The idea of progressive enhancement was that you started by making your web application work on an essential informational level with semantic markup, then you layered on presentational and dynamic niceties with CSS and JavaScript respectively, if available to the user agent. At each layer, or each stage, you left the user with something usable and valuable that stood on its own without the other stuff.
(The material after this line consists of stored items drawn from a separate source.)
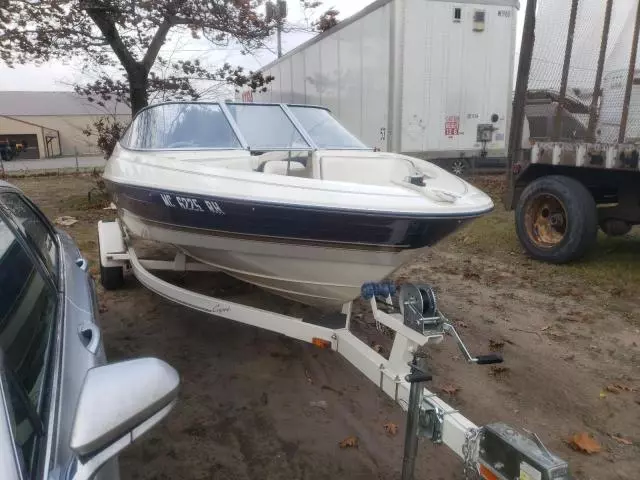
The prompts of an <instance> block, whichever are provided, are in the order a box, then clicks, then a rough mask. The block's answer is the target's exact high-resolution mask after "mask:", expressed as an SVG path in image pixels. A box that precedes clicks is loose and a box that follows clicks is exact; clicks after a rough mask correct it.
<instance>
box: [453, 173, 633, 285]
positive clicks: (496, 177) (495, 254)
mask: <svg viewBox="0 0 640 480" xmlns="http://www.w3.org/2000/svg"><path fill="white" fill-rule="evenodd" d="M473 183H475V184H476V185H477V186H478V187H479V188H481V189H482V190H484V191H486V192H487V193H488V194H490V195H491V196H492V198H493V199H494V203H495V204H496V209H495V210H494V212H492V213H491V214H490V215H487V216H485V217H482V218H480V219H478V220H475V221H474V222H473V223H471V224H470V225H469V226H467V227H465V228H463V229H462V230H460V231H459V232H457V233H456V234H455V235H453V236H452V237H451V238H449V239H448V240H447V241H445V242H444V243H443V245H442V248H443V249H444V250H445V251H450V252H455V253H462V254H466V255H470V256H476V257H478V258H485V259H486V258H490V259H495V260H496V261H499V262H502V263H505V264H507V265H508V264H516V265H524V266H525V267H526V268H533V269H534V272H535V278H536V279H535V281H534V283H536V284H541V285H542V284H544V283H547V284H548V285H552V286H553V288H558V287H559V286H562V285H563V284H565V285H566V286H568V287H574V288H594V289H599V290H604V291H606V292H608V293H610V294H611V295H612V296H614V297H617V296H627V297H634V298H635V296H636V292H638V289H640V228H638V227H636V228H634V229H633V230H632V231H631V232H630V233H629V234H628V235H625V236H623V237H616V238H610V237H607V236H606V235H604V234H603V233H602V232H600V233H599V234H598V240H597V243H596V245H595V246H594V248H592V249H591V250H590V252H589V253H588V255H587V256H586V257H585V258H583V259H581V260H579V261H577V262H574V263H571V264H568V265H551V264H545V263H542V262H536V261H533V260H531V259H528V258H527V257H526V255H525V254H524V251H523V249H522V247H521V245H520V243H519V241H518V238H517V236H516V232H515V222H514V214H513V212H511V211H506V210H505V209H504V206H503V205H502V201H501V195H502V192H503V188H504V181H503V179H502V177H493V178H487V177H479V178H477V179H475V180H473Z"/></svg>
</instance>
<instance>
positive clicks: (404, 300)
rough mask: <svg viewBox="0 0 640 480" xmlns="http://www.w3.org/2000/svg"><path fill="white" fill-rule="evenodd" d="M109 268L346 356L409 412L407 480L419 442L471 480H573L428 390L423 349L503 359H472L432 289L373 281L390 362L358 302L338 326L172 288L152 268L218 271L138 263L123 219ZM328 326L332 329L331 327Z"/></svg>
mask: <svg viewBox="0 0 640 480" xmlns="http://www.w3.org/2000/svg"><path fill="white" fill-rule="evenodd" d="M98 238H99V244H100V262H101V265H102V266H108V267H109V268H113V267H115V266H119V267H121V268H123V270H124V271H125V272H126V273H133V274H134V275H135V277H136V278H137V279H138V280H139V281H140V283H142V284H143V285H144V286H145V287H147V288H148V289H150V290H152V291H153V292H155V293H157V294H159V295H161V296H163V297H165V298H167V299H169V300H171V301H174V302H177V303H179V304H181V305H183V306H185V307H188V308H192V309H195V310H199V311H202V312H205V313H208V314H211V315H215V316H217V317H221V318H226V319H229V320H234V321H237V322H241V323H244V324H247V325H253V326H256V327H259V328H263V329H266V330H270V331H272V332H276V333H280V334H283V335H286V336H288V337H291V338H295V339H298V340H303V341H305V342H308V343H312V344H314V345H318V346H323V347H328V348H331V349H332V350H334V351H335V352H337V353H338V354H340V355H342V356H343V357H344V358H345V359H346V360H347V361H348V362H349V363H351V364H352V365H353V366H354V367H356V368H357V369H358V370H359V371H360V372H362V373H363V374H364V375H365V376H366V377H367V378H369V380H371V381H372V382H374V383H376V384H377V385H378V387H379V388H380V389H381V390H382V391H383V392H384V393H385V394H387V395H388V396H390V397H391V398H392V399H393V400H394V401H395V402H396V403H398V404H399V405H400V406H401V407H402V408H403V409H406V410H407V429H406V438H405V453H404V459H403V468H402V471H403V477H402V478H403V480H410V479H413V478H414V476H413V472H414V466H415V460H416V452H417V445H418V440H419V438H421V437H422V438H427V439H429V440H430V441H432V442H433V443H435V444H443V445H446V446H447V447H449V448H450V449H451V450H453V451H454V452H455V453H456V454H457V455H458V456H459V457H460V458H462V460H463V462H464V468H465V474H466V476H467V478H482V479H484V480H568V479H569V478H570V476H569V468H568V465H567V463H566V462H565V461H563V460H562V459H560V458H558V457H556V456H555V455H553V454H552V453H550V452H549V451H548V450H547V449H546V448H545V447H544V445H543V444H542V442H541V441H540V439H539V438H538V437H537V436H535V435H534V434H528V433H521V432H518V431H517V430H515V429H513V428H511V427H509V426H507V425H504V424H500V423H495V424H491V425H486V426H484V427H478V426H476V425H475V424H474V423H472V422H471V421H470V420H469V419H467V418H466V417H464V416H463V415H462V414H461V413H460V412H458V410H456V409H454V408H452V407H451V406H450V405H448V404H447V403H445V402H444V401H443V400H442V399H440V398H439V397H438V396H437V395H435V394H434V393H432V392H430V391H429V390H428V389H426V388H425V384H426V383H427V382H428V381H430V380H431V374H430V373H429V371H428V369H427V368H426V365H425V358H424V355H421V352H422V350H421V348H423V347H425V346H427V345H429V344H437V343H440V342H442V341H443V340H444V338H445V336H446V335H447V334H448V335H451V336H452V337H453V338H454V340H455V341H456V343H457V345H458V347H459V348H460V351H461V352H462V354H463V356H464V358H465V359H466V360H467V362H469V363H474V364H478V365H488V364H495V363H500V362H502V357H501V356H500V355H498V354H495V353H493V354H488V355H479V356H472V355H471V354H470V353H469V350H468V349H467V347H466V346H465V344H464V343H463V341H462V339H461V338H460V336H459V335H458V333H457V332H456V329H455V328H454V326H453V325H452V324H451V323H450V322H449V321H448V320H447V319H446V317H445V316H444V315H443V314H442V312H441V311H440V310H439V309H438V302H437V297H436V294H435V292H434V290H433V288H431V287H430V286H428V285H421V284H415V285H414V284H405V285H402V286H401V287H400V289H399V290H398V289H397V288H396V285H395V284H394V283H392V282H382V283H368V284H365V285H363V286H362V290H361V296H362V298H363V299H364V300H366V301H368V302H369V306H370V308H371V312H372V314H373V317H374V319H375V320H376V322H378V323H379V324H380V325H384V326H385V327H387V328H389V329H390V330H392V331H394V332H395V336H394V340H393V346H392V348H391V353H390V355H389V358H385V357H383V356H382V355H380V354H379V353H378V352H376V351H374V350H373V349H372V348H371V347H370V346H369V345H367V344H366V343H364V342H362V341H361V340H360V339H358V338H357V337H356V336H355V335H354V334H353V333H351V331H350V321H351V303H349V304H346V305H345V306H344V307H343V309H342V314H341V322H342V323H341V324H340V326H339V328H332V327H328V326H324V325H323V324H322V322H319V321H318V320H317V319H311V318H296V317H292V316H288V315H282V314H279V313H275V312H271V311H268V310H264V309H258V308H254V307H250V306H247V305H243V304H240V303H236V302H231V301H229V300H226V299H223V298H215V297H211V296H207V295H203V294H201V293H198V292H194V291H191V290H187V289H185V288H182V287H179V286H177V285H174V284H172V283H169V282H167V281H165V280H163V279H161V278H159V277H157V276H155V275H154V274H152V273H151V272H150V271H149V270H171V271H178V272H187V271H213V270H214V269H213V268H212V267H210V266H209V265H206V264H203V263H200V262H197V261H194V260H192V259H189V258H186V257H185V255H184V254H183V253H181V252H178V253H177V254H176V256H175V258H174V259H173V260H171V261H162V260H144V259H139V258H138V256H137V254H136V252H135V249H134V248H133V246H132V244H131V241H130V238H129V237H128V236H127V234H126V232H125V231H124V230H123V229H121V228H120V224H119V222H118V221H115V222H99V224H98ZM325 325H326V323H325Z"/></svg>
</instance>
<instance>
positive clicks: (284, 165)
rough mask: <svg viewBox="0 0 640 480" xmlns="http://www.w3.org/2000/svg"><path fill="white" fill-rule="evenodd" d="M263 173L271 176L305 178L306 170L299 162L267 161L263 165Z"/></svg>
mask: <svg viewBox="0 0 640 480" xmlns="http://www.w3.org/2000/svg"><path fill="white" fill-rule="evenodd" d="M262 171H263V172H264V173H269V174H271V175H285V176H286V175H289V176H290V177H306V176H307V168H306V167H305V166H304V165H303V164H302V163H300V162H288V161H286V160H269V161H268V162H265V163H264V166H263V170H262Z"/></svg>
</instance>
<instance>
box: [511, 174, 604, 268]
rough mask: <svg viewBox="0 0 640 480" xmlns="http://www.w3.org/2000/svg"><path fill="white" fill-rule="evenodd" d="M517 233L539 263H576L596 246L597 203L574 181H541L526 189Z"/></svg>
mask: <svg viewBox="0 0 640 480" xmlns="http://www.w3.org/2000/svg"><path fill="white" fill-rule="evenodd" d="M516 233H517V234H518V238H519V239H520V243H521V244H522V245H523V246H524V248H525V250H526V251H527V252H528V253H529V255H531V256H532V257H533V258H535V259H537V260H542V261H545V262H550V263H567V262H570V261H572V260H576V259H578V258H580V257H582V256H583V255H584V254H585V253H586V251H587V250H588V249H589V247H591V245H593V244H594V243H595V240H596V235H597V233H598V212H597V210H596V202H595V200H594V199H593V196H592V195H591V193H590V192H589V190H587V189H586V188H585V186H584V185H583V184H582V183H580V182H578V181H577V180H574V179H573V178H569V177H564V176H560V175H553V176H548V177H542V178H539V179H537V180H535V181H533V182H532V183H530V184H529V185H528V186H527V188H525V190H524V192H522V196H521V197H520V200H519V201H518V205H517V207H516Z"/></svg>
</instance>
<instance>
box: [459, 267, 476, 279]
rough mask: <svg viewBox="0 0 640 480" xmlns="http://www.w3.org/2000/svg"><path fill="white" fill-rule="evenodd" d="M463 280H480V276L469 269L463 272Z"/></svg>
mask: <svg viewBox="0 0 640 480" xmlns="http://www.w3.org/2000/svg"><path fill="white" fill-rule="evenodd" d="M462 278H464V279H465V280H480V275H479V274H478V273H476V272H473V271H471V270H469V269H467V270H465V271H464V272H462Z"/></svg>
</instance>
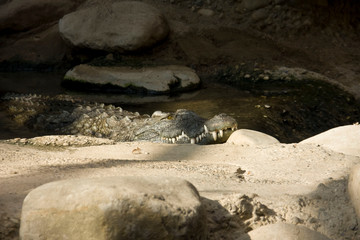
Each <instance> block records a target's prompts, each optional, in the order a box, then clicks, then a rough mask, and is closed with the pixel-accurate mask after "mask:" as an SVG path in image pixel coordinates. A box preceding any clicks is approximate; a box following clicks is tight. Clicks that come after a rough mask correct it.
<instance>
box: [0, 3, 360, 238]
mask: <svg viewBox="0 0 360 240" xmlns="http://www.w3.org/2000/svg"><path fill="white" fill-rule="evenodd" d="M146 2H149V3H151V4H153V5H155V6H156V7H158V8H159V9H161V10H162V11H163V13H164V15H165V17H166V18H167V20H168V22H169V25H170V28H171V34H170V35H169V38H168V39H167V40H166V41H165V42H163V43H161V44H159V45H158V46H156V47H154V48H152V49H150V50H146V51H144V52H141V53H136V54H135V55H134V54H125V55H122V56H121V59H122V61H124V62H141V64H146V63H151V64H184V65H189V66H192V67H193V68H194V69H196V71H197V72H198V73H199V75H200V76H203V77H204V76H205V77H206V76H207V75H209V74H212V73H214V72H215V71H217V70H218V69H221V68H223V67H227V66H231V67H236V65H239V64H242V63H247V64H248V63H252V64H253V65H254V68H256V67H259V68H273V67H275V66H287V67H301V68H305V69H308V70H312V71H315V72H318V73H321V74H324V75H326V76H327V77H329V78H330V79H331V82H333V83H336V84H338V85H339V86H341V87H343V88H344V89H346V90H347V91H349V92H350V93H352V94H353V95H354V96H355V97H357V98H358V99H360V80H359V75H360V41H359V36H358V32H359V31H358V30H359V29H358V28H357V27H356V25H352V24H350V23H351V21H352V18H351V17H350V18H347V17H344V15H341V14H340V15H339V14H337V12H336V11H335V10H336V9H337V6H335V7H334V8H333V9H330V8H321V7H317V8H312V9H310V10H309V9H307V8H299V7H298V6H297V7H295V6H292V5H282V4H280V5H276V4H271V5H269V6H267V7H264V8H262V9H264V10H263V12H258V13H257V14H255V12H257V11H259V10H257V11H245V10H243V9H241V8H239V3H240V2H241V1H225V2H224V3H223V2H222V1H176V0H175V1H151V0H149V1H146ZM274 2H277V1H274ZM278 2H282V1H278ZM334 2H336V1H334ZM200 9H212V11H213V14H211V15H210V16H204V15H201V14H199V13H198V11H199V10H200ZM334 9H335V10H334ZM260 10H261V9H260ZM334 11H335V12H334ZM261 14H262V15H261ZM298 16H300V17H298ZM79 56H80V55H79ZM72 57H74V56H72ZM116 57H117V56H115V58H116ZM59 138H60V137H59ZM65 140H66V138H65ZM71 141H73V139H72V140H71ZM359 161H360V158H359V157H356V156H349V155H345V154H342V153H337V152H333V151H331V150H327V149H324V148H322V147H319V146H316V145H302V144H280V145H269V146H238V145H230V144H222V145H212V146H193V145H176V146H174V145H167V144H154V143H118V144H107V145H101V146H86V147H72V146H66V147H51V146H47V147H34V146H28V145H23V144H21V143H20V144H9V143H6V142H1V143H0V239H18V228H19V222H20V214H21V206H22V201H23V199H24V197H25V196H26V194H27V193H29V192H30V191H31V190H32V189H34V188H36V187H37V186H40V185H42V184H44V183H47V182H50V181H55V180H60V179H71V178H79V177H102V176H124V175H139V176H149V175H157V176H178V177H181V178H184V179H186V180H188V181H190V182H192V183H193V184H194V185H195V187H196V188H197V189H198V190H199V192H200V194H201V196H202V197H203V201H204V204H206V206H207V209H208V225H209V239H236V237H237V236H239V234H241V233H244V232H247V231H249V230H251V229H255V228H257V227H259V226H261V225H264V224H268V223H271V222H278V221H284V222H288V223H293V224H301V225H305V226H307V227H309V228H311V229H314V230H316V231H319V232H321V233H323V234H325V235H326V236H328V237H330V238H332V239H339V240H340V239H360V235H359V233H358V222H357V220H356V216H355V212H354V209H353V208H352V206H351V204H350V202H349V199H348V196H347V193H346V192H347V189H346V187H347V178H348V174H349V170H350V168H351V167H352V166H353V165H355V164H356V163H358V162H359ZM246 206H253V210H249V209H248V210H247V211H245V212H244V213H239V212H237V211H234V209H240V208H241V207H243V208H244V209H245V210H246ZM256 210H258V211H256Z"/></svg>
Learning about the concept of progressive enhancement early in my career colored my interpretation of the Agile philosophy forever. The iterative nature of Agile methodologies, with "Working software [as] the primary measure of progress" is essential to how I approach making software for users to this day. In my mind's eye, I still visualize iteration as progressive enhancement. We start with the essential core of value, and ship that. If the core of the idea resonates with real users, then we iteratively layer on enhancements to the core, shipping to users at each stage.
In order to work this way, you have to accept that quality and feature completeness are not the same thing. At each layer, we're delivering a scope with high quality always, but with no ambition of completeness. We're delivering shippable increments of software as layers over a core idea of value that we've already shipped. We build out our product backlog as all the nice things we could layer over the core, as we think of them, but they are not essential. One of the amazing things about working this way is that users are delighted by it. The features just keep getting nicer before their eyes.